As of Monday’s close, the triple-A muni scale in 10 years was at 79.0% of comparable Treasuries and 30-year munis were 89.3% of comparable Treasuries, according to MMD, while 30-year tax-exempt triple-A general obligation bonds were at 92.4% of the comparable London Interbank Offered Rate.
In the new-issue market yesterday, Frederick County, Md., competitively sold $149.8 million of taxable and tax-exempt consolidated public improvement bonds in two series, including $90.1 million of Build America Bonds.
The BABs were sold to Citi with a true interest cost of 3.60%. The bonds mature from 2021 through 2030, with yields ranging from 4.83% with a 5% coupon in 2022, or 3.14% after the 35% federal subsidy, to 5.38% with a 5.5% coupon in 2025, or 3.50% after the 35% federal subsidy.

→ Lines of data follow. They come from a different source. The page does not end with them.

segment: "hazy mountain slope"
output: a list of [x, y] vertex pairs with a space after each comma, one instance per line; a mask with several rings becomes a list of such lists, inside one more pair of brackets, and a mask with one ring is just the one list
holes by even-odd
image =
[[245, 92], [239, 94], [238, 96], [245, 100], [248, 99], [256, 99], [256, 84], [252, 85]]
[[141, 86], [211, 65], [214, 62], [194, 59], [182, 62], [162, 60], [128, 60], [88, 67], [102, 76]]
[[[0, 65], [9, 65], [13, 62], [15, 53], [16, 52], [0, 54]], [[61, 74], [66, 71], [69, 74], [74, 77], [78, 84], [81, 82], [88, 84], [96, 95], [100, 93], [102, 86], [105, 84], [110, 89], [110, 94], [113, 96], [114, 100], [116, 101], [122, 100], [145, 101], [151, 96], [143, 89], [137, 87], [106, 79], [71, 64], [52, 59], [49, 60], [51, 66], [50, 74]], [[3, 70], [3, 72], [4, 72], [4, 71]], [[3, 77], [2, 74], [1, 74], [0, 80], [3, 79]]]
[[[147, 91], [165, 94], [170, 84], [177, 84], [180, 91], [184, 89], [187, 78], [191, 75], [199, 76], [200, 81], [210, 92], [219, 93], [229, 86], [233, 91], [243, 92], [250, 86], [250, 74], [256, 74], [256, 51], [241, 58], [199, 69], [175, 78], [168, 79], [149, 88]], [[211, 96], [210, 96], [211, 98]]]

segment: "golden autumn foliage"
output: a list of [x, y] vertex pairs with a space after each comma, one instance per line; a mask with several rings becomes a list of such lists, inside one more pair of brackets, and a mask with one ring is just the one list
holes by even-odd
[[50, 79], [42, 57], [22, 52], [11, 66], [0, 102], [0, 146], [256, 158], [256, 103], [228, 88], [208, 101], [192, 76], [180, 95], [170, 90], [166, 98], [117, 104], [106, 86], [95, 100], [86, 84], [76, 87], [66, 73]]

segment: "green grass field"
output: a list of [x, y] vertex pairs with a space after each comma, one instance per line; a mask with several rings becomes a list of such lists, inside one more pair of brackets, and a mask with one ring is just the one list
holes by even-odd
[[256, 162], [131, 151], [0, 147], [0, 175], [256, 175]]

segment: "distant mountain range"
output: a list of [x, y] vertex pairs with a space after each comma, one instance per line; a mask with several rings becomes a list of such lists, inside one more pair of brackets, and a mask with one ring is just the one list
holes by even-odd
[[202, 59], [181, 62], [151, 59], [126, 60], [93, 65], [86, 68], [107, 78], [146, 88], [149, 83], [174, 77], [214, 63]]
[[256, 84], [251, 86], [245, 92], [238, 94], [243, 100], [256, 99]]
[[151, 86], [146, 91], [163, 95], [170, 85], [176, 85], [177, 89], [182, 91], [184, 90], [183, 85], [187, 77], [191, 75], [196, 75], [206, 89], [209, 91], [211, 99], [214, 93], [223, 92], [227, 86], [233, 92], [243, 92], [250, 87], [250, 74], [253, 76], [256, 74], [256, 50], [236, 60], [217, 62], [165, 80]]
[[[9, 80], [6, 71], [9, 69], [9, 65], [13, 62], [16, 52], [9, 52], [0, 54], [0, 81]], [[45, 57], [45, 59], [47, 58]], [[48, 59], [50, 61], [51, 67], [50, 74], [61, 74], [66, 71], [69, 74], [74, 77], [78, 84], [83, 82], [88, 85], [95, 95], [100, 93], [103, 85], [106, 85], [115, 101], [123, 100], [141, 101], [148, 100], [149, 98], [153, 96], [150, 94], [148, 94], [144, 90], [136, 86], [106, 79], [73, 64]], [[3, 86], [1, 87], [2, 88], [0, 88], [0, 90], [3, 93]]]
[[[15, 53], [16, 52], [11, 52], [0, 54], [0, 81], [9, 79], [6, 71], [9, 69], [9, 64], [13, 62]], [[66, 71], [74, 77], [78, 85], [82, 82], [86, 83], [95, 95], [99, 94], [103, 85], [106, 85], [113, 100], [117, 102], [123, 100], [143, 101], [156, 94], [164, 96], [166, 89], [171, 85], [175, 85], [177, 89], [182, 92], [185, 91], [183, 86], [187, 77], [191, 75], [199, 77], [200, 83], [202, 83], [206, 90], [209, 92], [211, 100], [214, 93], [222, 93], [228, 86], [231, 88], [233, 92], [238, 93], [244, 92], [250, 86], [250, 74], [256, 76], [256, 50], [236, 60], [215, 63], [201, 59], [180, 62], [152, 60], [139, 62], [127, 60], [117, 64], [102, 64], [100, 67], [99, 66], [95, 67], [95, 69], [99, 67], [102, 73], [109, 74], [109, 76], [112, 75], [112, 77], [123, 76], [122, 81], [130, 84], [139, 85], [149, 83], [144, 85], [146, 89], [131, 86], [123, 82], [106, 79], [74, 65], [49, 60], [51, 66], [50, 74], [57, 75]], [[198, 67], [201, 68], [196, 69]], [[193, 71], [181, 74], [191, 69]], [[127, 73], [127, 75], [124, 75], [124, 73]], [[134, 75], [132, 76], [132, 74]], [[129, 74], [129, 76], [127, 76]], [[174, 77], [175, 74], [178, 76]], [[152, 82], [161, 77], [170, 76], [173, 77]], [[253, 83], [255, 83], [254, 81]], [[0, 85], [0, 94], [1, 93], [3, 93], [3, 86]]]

Bonds maturing in 2021, 2023, and from 2026 through 2030 were not formally re-offered. The bonds are callable at par in 2020.
The county also sold a $59.7 million tax-exempt series to Citi with a TIC of 2.43%.
he bonds mature from 2011 through 2020, with yields ranging from 1.20% with a 4% coupon in 2014 to 2.71% with a 4% coupon in 2018.
Bonds maturing from 2011 through 2013, and in 2019 and 2020. The bonds are not callable.
The bonds are rated Aa2 by Moody’s Investors Service and AA-plus by Standard & Poor’s and Fitch Ratings.
Kenosha County, Wis., competitively sold $20.3 million of refunding GOs to M & I Bank, with a TIC of 2.03%.
The bonds mature from 2011 through 2017, with yields ranging from 0.45% with a 2% coupon in 2011 to 2.65% with a 3% coupon in 2017.
The bonds, which are callable at par in 2017, are rated Aa2 by Moody’s and AA by Standard & Poor’s.
Trades reported by the Municipal Securities Rulemaking Board showed some gains yesterday.
A dealer sold to a customer California 6s of 2039 at 5.65%, one basis point lower than where they traded Monday.
A dealer sold to a customer taxable New York State BABs 6.39s of 2029 at 6.25%, two basis points lower than where they traded Monday.
In a weekly report, Matt Fabian, managing director at Municipal Market Advisors, wrote: “Although yields are likely to rise with the rest of the fixed-income market in 2010, the relative outlook for municipal bonds is bright.”
“This reflects increasing investor demand for safe, tax-exempt income amid an ongoing scarcity of high-grade, tax-exempt product,” Fabian wrote. “Downside risks are several, including excessive supply of tax-exempts in lieu of more Build America Bond issuance — because of the generous BAB subsidy, we are forecasting record municipal borrowing of up to $450 billion in 2010 — and worsening financial balances that will drive downgrades and negative headlines all year.”
“We see the risk of sweeping, safe-sector municipal defaults as low but not zero,” he said. “So long as that remains the case, the municipal yield curve is likely to bear-steepen with Treasuries, although relatively stronger front-end performance should reflect demand from the still-starved tax-exempt money market funds. The real uncertainty in our market revolves around BAB extension and expansion. Should Congress allow BABs to be used to refund outstanding tax-exempt bonds, total issuance could see a tremendous surge, and tax-exempt yields would rally accordingly.”
In economic data released yesterday, new factory orders for manufactured goods gained 1.1% in November, more than double economists’ estimates. Orders excluding transportation rose 1.9%, the largest increase since June.
Orders increased 0.8% in October, revised higher from the 0.6% rise initially reported. Orders excluding transportation were revised to a 1.0% jump from a 0.5% increase.
Economists expected total factory orders to increase 0.5%, according to the median estimate from Thomson Reuters.
Pending home sales plunged 16.0% to a reading of 96.0 in November from a revised 3.9% gain to 114.3 in October. Thomson Reuters’ poll of economists had predicted a 111.8 reading.